The Square (2017)

(On Cable TV, August 2018) There’s an upsetting mixture of funny and troubling moments in The Square that makes it impossible to recommend as anything more than a collection of dark comedy sketches about the management of a modern art museum. On the positive side, there’s some biting satirical material about the hypocrisy of art marketing in an age that feeds on outrage (how far is too far when satire and reality blends?) On the other hand, wow—writer/director Ruben Östlund really isn’t interesting in delivering anything like a film with a beginning, development and conclusion: Dramatic and comic arcs are proposed, abandoned, settled within two scenes, revived-but-not-really, and then drawn out at the expense of more interesting material.
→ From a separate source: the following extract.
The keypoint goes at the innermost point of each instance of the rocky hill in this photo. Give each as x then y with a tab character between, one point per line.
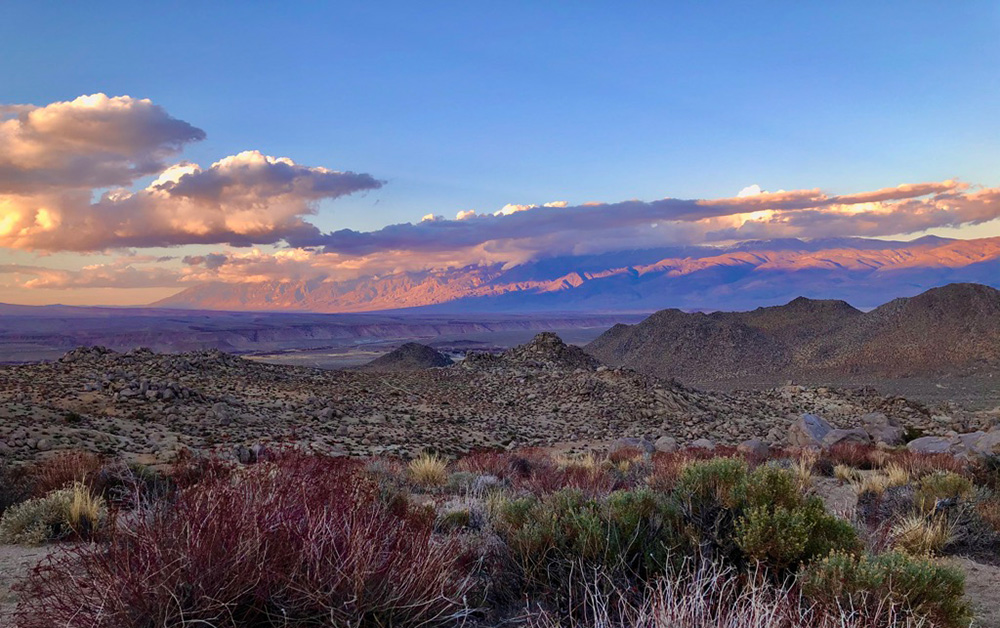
147	407
411	356
953	330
Worse; the film positively delights in humiliation comedy and never knows when to quit a scene on a high note. Much of what’s strong about the film is usually inseparable from its worst qualities: The Man-Ape sequence (featuring Terry Notary), for instance, is unforgettable as much for its conceptual hilarity than for the excruciating experience of watching it play out over several very long minutes of acute discomfort. The lack of an ending is perhaps the film’s worst sin—after its wild ride, The Square doesn’t offer anything like a satisfying resolution, just dropping its plot threads one after another. Perhaps that’s part of the joke … but it won’t work as well on all audiences.